Stuart’s pro readiness is such that he would have competed for a job on the
Thrashers roster had the season begun. He will chip in some offensively,
but should not be looked to to carry the load.

Another new face is 25-year-old center Kevin
Doell
, who was under contract with the Wolves last season, but spent most of
the year with the Gladiators where he won the ECHL Rookie of the Year award with
74 points in 63 games. Doell played eight games for the Wolves in the
regular season, posting two points. Now under contract with Atlanta, Doell
is neither fast nor big, nor possesses an exceptional shot, but has a veteran’s
instincts and vision. He’ll put up points when no one is looking.

Adam Smyth, a 21-year-old right winger who
spent four years in the OHL, is a rookie signed by the Wolves. He had 24
points and 160 penalty minutes in 50 games last season.

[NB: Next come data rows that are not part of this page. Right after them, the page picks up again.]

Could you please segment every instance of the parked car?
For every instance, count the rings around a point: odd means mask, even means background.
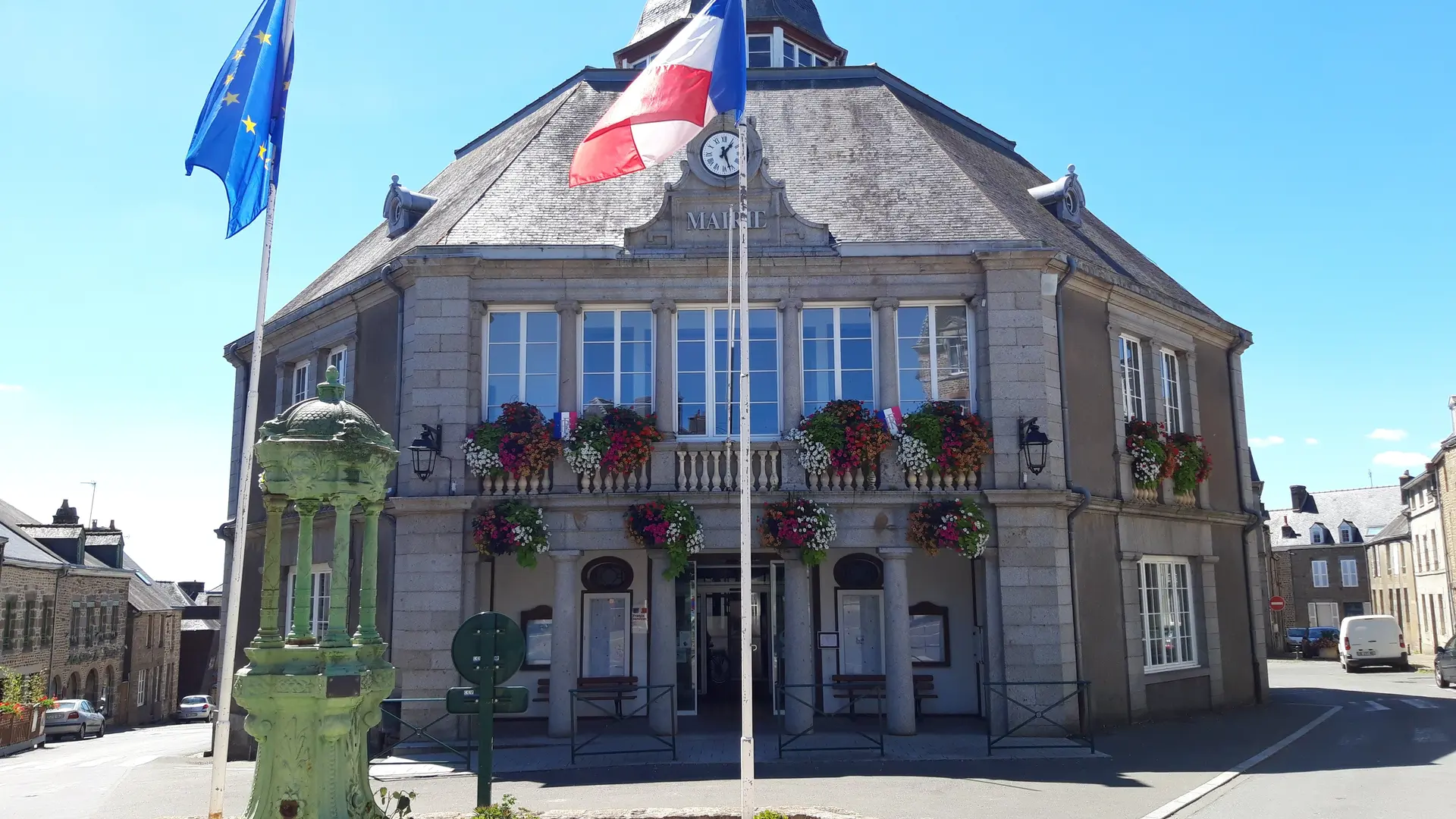
[[[211,720],[215,713],[213,708],[213,698],[205,694],[194,694],[191,697],[183,697],[182,702],[178,704],[178,720]]]
[[[1305,646],[1305,634],[1307,631],[1309,631],[1307,628],[1299,628],[1299,627],[1296,627],[1296,628],[1286,628],[1284,630],[1284,653],[1286,654],[1293,654],[1296,651],[1300,651],[1302,647]]]
[[[1393,616],[1360,615],[1340,621],[1340,667],[1353,673],[1364,666],[1411,669],[1405,634]]]
[[[1338,628],[1332,625],[1315,625],[1305,630],[1305,638],[1299,644],[1299,653],[1305,657],[1318,657],[1321,648],[1334,648],[1338,643]]]
[[[64,734],[74,734],[76,739],[106,736],[106,716],[92,708],[87,700],[60,700],[45,713],[45,736]]]
[[[1436,685],[1441,688],[1456,685],[1456,637],[1436,647]]]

Despite the potential lack of scoring in the now stocked league,
20-year-old center Brad Schell, a rookie out of the WHL who had 92 points
in 71 games last season for Spokane, was assigned to Gwinnett. Twenty-two-year-old center Mike Stathopoulos was also assigned to Gwinnett. He had 51 points in 28 games for the University of Western Ontario.

Goaltending

Uber-prospect Kari Lehtonen, who would
have played for the Thrashers this season, returns in net. Last season
with the Wolves he had 20 wins, a 2.41 goals against average and a .926 save
percentage during the regular season and his numbers only got better during the
playoffs. By far the most talented player on the team, it will be
important both to him and the team to stay healthy and play as many games as he
can as he prepares for the rigors of the NHL.

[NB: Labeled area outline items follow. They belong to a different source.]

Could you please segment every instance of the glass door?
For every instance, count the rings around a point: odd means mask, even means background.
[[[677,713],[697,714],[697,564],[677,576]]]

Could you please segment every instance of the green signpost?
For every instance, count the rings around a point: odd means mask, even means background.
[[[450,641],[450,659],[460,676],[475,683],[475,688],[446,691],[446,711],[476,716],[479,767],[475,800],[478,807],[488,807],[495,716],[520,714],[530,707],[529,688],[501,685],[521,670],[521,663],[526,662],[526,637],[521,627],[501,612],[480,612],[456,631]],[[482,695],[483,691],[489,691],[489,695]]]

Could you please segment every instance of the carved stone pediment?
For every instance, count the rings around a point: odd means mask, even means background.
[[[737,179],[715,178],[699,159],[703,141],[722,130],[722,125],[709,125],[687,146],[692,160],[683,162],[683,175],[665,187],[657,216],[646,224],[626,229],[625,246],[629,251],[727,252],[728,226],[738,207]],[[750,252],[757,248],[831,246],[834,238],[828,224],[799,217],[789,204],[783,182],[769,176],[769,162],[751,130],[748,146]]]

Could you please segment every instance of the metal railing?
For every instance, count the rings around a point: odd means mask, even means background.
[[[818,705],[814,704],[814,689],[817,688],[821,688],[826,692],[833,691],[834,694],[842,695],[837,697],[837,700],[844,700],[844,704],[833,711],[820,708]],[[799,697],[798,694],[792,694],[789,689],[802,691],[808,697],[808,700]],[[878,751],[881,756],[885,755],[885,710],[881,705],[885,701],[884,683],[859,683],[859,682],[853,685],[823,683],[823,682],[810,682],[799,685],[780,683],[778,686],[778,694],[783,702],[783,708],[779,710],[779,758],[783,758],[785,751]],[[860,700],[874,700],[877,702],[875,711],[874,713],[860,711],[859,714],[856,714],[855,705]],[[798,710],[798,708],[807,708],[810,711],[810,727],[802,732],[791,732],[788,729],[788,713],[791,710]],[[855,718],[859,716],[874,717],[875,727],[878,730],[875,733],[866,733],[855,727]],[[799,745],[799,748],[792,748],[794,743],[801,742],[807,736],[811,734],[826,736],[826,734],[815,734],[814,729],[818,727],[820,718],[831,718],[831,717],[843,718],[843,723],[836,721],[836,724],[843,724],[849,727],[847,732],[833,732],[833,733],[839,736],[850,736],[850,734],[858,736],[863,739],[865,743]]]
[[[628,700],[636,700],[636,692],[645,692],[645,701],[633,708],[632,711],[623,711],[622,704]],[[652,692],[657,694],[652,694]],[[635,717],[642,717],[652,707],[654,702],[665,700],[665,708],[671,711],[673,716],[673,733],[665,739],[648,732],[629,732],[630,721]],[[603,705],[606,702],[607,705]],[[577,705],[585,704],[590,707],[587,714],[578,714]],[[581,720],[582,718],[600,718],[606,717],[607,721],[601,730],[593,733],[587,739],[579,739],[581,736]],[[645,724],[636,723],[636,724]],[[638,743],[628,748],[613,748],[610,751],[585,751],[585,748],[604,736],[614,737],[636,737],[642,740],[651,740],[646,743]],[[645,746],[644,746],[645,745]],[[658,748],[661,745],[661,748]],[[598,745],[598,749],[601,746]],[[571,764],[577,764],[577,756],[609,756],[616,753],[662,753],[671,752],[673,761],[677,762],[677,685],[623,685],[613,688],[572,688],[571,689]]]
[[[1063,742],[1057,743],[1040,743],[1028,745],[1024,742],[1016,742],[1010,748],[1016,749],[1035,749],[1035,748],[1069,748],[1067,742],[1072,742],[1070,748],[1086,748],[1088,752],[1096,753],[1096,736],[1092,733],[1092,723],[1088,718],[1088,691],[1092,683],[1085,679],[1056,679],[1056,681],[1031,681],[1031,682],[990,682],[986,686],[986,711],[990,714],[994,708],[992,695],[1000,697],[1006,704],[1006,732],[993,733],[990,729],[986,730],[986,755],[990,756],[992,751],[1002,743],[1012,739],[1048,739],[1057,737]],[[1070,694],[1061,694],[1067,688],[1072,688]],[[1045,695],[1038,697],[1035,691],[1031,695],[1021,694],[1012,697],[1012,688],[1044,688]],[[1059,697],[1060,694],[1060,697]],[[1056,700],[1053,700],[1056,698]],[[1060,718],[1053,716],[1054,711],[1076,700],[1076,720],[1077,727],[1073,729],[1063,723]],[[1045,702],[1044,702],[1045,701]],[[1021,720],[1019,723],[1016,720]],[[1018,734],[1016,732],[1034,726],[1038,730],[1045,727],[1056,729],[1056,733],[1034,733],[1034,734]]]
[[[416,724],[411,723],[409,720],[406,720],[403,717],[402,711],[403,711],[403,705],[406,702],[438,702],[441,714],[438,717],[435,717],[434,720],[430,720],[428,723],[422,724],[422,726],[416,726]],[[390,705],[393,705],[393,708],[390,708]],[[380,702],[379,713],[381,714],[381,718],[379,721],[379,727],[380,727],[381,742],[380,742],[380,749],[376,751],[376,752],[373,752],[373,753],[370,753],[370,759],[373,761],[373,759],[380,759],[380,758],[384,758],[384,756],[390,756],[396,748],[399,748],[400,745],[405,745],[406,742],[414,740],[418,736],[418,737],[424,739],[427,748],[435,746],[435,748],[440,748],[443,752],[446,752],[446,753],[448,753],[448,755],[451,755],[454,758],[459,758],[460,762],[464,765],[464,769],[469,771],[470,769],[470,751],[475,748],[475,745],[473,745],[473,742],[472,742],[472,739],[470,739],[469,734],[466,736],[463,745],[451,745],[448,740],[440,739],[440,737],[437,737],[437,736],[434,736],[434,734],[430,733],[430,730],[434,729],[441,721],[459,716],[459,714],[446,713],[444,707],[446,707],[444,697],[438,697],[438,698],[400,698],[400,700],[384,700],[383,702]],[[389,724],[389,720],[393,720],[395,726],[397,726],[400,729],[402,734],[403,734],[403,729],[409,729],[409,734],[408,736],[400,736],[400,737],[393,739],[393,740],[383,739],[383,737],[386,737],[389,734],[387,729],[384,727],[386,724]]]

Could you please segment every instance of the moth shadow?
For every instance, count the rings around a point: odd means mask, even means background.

Veteran Frederic Cassivi, who backed up Lehtonen
last season, was not re-signed and has moved on to the Cincinnati Mighty
Ducks. In a surprise move, it will not be another vet replacing him, but
soon to be 22-year-old Michael Garnett, who split time between the Wolves and the
Gladiators last year. Garnett had good numbers in the 11 games he played
with the Wolves, posting a 7-3-2 record, a 2.63 goals against average and a .914
save percentage.

Adam Berkhoel, of the 2004 NCAA champion
Denver Pioneers acquired at the Entry Draft from the Blackhawks, remains with
the team for now, but will assume the starting role in Gwinnett.

Outlook

Lehtonen will need to be stellar in net as the
rest of the Wolves line-up does not compare favorably to the rest of the league,
stocked up due to the lockout. It could be a long year in Chicago for a
fanbase used to winning unless some of the youngsters step up quickly.

The Wolves open their season on the road against
the Milwaukee Admirals on October 15th.